A recent meeting with a client reminded me of the enormous support our family received after Ben passed away. There was so much food and some amazingly thoughtful gifts like a scrapbook of when my son was young and played with a friend’s son routinely. All the times they shared together in a small photo album with the dates and activities written out. Or the beautiful Oak tree that has now grown so mature and strong. Kind of like my grief. And an infinity cross statue, made from stone, that makes a beautiful statement in our backyard. There are lots of ways to help a grieving family and certainly food is one of the most popular. One suggestion would be to set up a food team and take turns cooking and bringing over food so they aren’t out of refrigerator space in the first few days and foraging for food two weeks after the loss.
Here is a link to some other ideas: https://www.gifts.com/blog/what-do-you-give-someone-who-lost-a-loved-one
So, a word of caution about delivering anything to a grieving family. They may not want to see you. That’s right. In fact, in most cases, people are in such a bad place and dealing with so much that they are either too sad or too tired to consider a visit. It’s not personal. They just don’t have the energy and their mind is filled with this thing called “brain fog.” They are doing all they can to get out of bed and make it to the kitchen for a glass of water or a small bite to eat.
My advice is to leave whatever gift you have at the front door, with a note, and let them know with a text message. If you have to call, then make it very brief. For example, “I’m coming over with a casserole tomorrow night. Is there a good time for me to leave it at your front door? I don’t want to interrupt you and your family. I just want to drop off the food and go.” This way they don’t feel bad about how they are looking and feeling. And they will know that food is coming and what time to expect it.

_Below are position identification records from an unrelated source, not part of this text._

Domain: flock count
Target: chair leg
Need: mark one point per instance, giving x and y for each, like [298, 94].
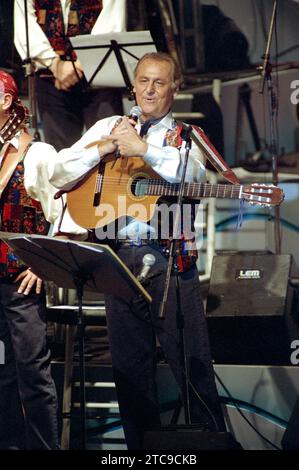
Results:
[67, 385]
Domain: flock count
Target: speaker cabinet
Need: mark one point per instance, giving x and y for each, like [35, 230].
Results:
[251, 313]
[187, 438]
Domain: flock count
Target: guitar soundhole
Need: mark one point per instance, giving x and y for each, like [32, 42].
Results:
[139, 186]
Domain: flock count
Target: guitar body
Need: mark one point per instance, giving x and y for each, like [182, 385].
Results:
[107, 193]
[127, 186]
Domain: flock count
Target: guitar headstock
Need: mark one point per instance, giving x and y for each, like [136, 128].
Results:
[17, 118]
[263, 194]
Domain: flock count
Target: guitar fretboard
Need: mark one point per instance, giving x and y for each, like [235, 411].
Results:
[192, 190]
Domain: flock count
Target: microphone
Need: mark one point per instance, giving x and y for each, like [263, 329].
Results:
[135, 112]
[148, 261]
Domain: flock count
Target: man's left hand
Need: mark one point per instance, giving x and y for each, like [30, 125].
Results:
[29, 279]
[127, 140]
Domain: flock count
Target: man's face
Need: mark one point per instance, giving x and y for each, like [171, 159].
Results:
[154, 88]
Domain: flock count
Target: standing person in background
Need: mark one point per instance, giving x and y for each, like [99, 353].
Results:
[28, 401]
[64, 106]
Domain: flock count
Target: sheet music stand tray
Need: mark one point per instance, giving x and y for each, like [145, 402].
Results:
[77, 265]
[116, 55]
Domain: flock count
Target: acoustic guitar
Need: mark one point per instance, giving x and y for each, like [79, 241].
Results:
[129, 187]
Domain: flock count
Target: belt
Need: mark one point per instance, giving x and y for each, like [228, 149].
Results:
[141, 242]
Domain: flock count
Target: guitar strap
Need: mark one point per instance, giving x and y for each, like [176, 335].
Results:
[11, 159]
[211, 153]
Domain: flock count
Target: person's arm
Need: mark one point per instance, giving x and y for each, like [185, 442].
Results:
[167, 161]
[112, 18]
[40, 49]
[36, 180]
[70, 165]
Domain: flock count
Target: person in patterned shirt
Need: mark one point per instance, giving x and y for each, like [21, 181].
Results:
[28, 404]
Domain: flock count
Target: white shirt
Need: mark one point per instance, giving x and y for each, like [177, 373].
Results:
[111, 19]
[69, 166]
[36, 178]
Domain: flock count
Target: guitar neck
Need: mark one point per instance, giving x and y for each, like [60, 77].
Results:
[192, 190]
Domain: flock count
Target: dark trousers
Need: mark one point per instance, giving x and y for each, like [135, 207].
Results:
[132, 328]
[65, 113]
[28, 402]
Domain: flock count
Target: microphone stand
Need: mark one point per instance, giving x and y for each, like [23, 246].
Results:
[29, 73]
[266, 71]
[185, 135]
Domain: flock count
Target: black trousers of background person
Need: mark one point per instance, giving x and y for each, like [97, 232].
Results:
[132, 343]
[65, 113]
[28, 401]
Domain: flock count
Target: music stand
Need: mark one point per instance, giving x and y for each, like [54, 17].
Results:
[77, 265]
[116, 55]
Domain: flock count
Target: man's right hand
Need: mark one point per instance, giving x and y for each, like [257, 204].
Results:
[64, 73]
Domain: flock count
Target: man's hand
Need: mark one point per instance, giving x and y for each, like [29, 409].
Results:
[64, 73]
[127, 140]
[29, 279]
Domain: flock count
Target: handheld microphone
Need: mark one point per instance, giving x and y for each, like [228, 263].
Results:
[148, 261]
[135, 112]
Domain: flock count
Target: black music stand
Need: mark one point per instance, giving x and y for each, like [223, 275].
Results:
[77, 265]
[109, 59]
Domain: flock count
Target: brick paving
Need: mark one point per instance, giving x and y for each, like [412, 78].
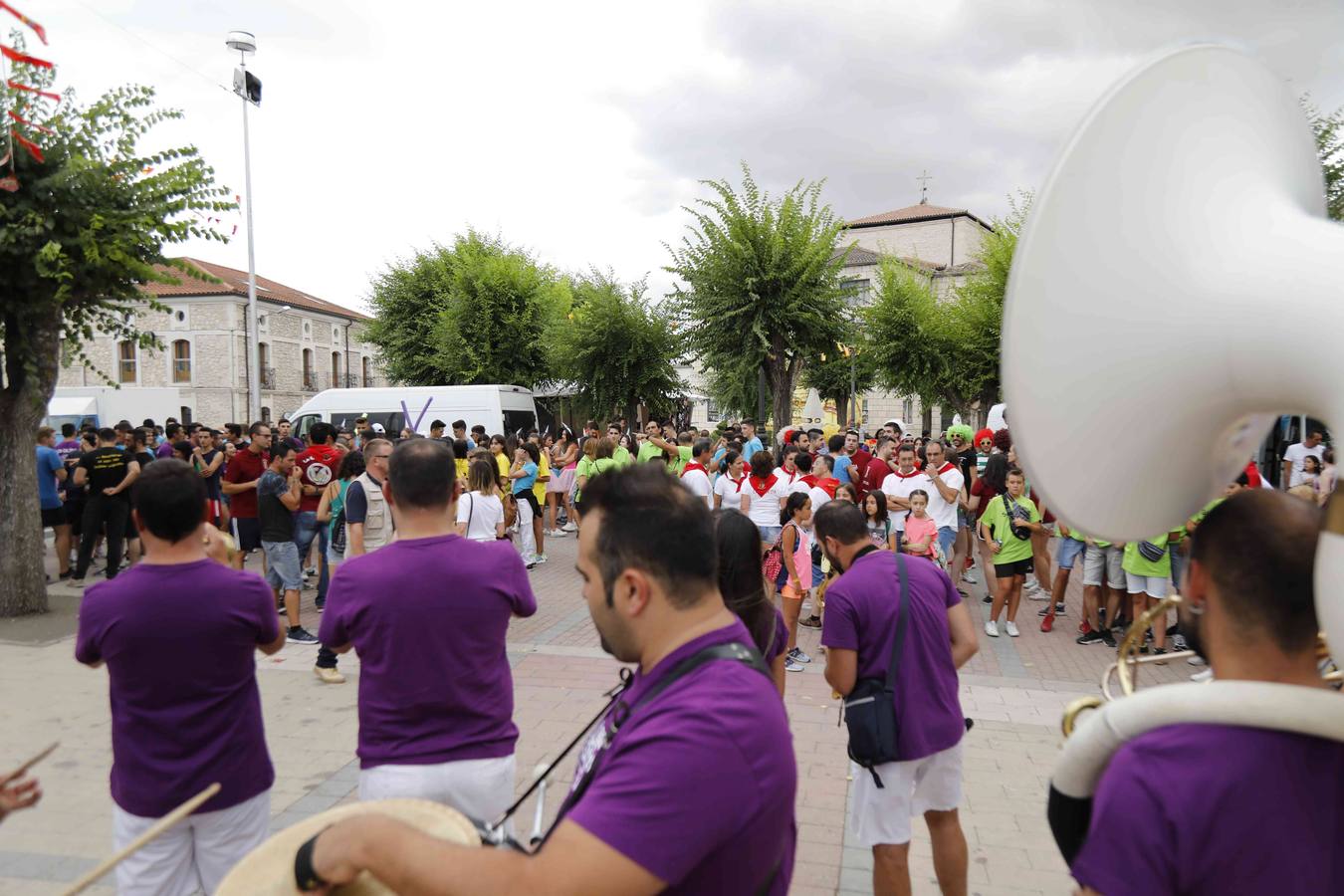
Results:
[1014, 689]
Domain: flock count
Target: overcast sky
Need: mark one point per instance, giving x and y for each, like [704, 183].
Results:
[578, 130]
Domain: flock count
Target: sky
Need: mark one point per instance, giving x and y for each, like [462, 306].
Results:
[579, 131]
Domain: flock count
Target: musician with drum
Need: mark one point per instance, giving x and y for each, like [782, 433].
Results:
[1222, 807]
[686, 786]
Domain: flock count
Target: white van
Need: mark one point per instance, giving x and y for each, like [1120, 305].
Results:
[499, 408]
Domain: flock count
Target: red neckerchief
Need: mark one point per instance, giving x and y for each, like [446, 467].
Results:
[761, 487]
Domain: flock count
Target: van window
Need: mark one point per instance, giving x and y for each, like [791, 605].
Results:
[519, 422]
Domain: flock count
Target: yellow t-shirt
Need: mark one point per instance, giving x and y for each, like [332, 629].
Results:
[544, 472]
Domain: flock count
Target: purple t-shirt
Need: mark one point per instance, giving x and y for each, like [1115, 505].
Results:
[698, 784]
[1218, 808]
[181, 677]
[862, 615]
[427, 618]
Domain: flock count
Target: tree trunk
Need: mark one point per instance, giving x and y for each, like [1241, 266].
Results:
[23, 403]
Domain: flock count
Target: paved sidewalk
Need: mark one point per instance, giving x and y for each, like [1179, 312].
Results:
[1014, 689]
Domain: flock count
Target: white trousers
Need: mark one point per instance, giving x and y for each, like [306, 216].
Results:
[480, 788]
[194, 854]
[527, 539]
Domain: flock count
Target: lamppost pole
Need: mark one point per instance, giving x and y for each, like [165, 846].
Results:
[244, 42]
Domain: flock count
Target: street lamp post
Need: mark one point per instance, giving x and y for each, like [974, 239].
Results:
[245, 43]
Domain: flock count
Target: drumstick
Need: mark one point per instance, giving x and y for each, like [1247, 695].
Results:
[29, 765]
[157, 829]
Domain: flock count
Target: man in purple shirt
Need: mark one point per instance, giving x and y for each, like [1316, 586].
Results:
[1221, 808]
[184, 704]
[427, 615]
[857, 631]
[682, 788]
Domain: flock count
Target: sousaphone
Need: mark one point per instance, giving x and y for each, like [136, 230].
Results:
[1159, 289]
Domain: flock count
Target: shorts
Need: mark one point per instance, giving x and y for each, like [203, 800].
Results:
[909, 788]
[947, 539]
[1104, 565]
[1151, 584]
[476, 787]
[1068, 551]
[284, 571]
[194, 853]
[1016, 567]
[248, 533]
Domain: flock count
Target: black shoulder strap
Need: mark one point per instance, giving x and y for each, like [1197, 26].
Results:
[902, 619]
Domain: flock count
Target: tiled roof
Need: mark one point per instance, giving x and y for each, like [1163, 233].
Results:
[911, 214]
[234, 283]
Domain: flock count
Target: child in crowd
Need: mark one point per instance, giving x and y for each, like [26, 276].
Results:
[921, 538]
[879, 523]
[795, 569]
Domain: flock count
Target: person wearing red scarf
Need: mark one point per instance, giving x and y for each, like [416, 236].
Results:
[695, 474]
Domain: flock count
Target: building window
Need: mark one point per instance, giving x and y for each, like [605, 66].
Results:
[181, 361]
[126, 361]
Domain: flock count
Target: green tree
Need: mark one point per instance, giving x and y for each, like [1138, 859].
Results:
[84, 230]
[618, 350]
[763, 288]
[473, 312]
[1328, 129]
[945, 350]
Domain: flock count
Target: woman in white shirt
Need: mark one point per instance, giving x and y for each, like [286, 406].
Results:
[764, 495]
[480, 514]
[730, 480]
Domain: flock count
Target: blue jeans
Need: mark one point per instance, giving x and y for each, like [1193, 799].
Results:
[947, 538]
[306, 530]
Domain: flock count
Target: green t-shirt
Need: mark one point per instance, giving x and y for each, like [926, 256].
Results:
[1137, 564]
[997, 518]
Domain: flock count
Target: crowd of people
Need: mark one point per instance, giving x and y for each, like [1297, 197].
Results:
[690, 543]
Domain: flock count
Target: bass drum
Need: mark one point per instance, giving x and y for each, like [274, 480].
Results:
[269, 869]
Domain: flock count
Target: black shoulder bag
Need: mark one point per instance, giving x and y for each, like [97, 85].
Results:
[870, 711]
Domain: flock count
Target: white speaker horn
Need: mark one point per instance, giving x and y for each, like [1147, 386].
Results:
[1167, 297]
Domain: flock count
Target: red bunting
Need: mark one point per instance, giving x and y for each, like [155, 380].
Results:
[34, 149]
[14, 55]
[38, 30]
[41, 93]
[29, 123]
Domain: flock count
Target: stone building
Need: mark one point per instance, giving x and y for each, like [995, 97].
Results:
[307, 344]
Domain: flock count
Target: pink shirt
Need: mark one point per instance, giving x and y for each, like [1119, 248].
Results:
[922, 530]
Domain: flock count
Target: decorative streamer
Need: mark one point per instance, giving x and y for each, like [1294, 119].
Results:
[14, 55]
[41, 93]
[38, 30]
[34, 149]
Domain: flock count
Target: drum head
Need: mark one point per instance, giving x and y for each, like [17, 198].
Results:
[269, 869]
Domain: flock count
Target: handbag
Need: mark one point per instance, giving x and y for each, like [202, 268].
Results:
[1151, 551]
[870, 710]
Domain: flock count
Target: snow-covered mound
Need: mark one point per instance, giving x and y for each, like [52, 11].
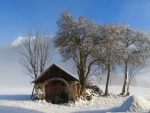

If the loss involves a spouse and you are taking something over to a widow or widower, they may actually want the company. But it has to be a heartfelt invitation. Let them ask you to come over and sit with them. And then, do just that. Listen. Hug them if appropriate. And please don’t tell them you need to get them out to “cheer them up.” I have heard this one too many times. It will take months to years for them to feel better in some cases. Each person’s grief journey is very different and based on the relationship they had with the deceased.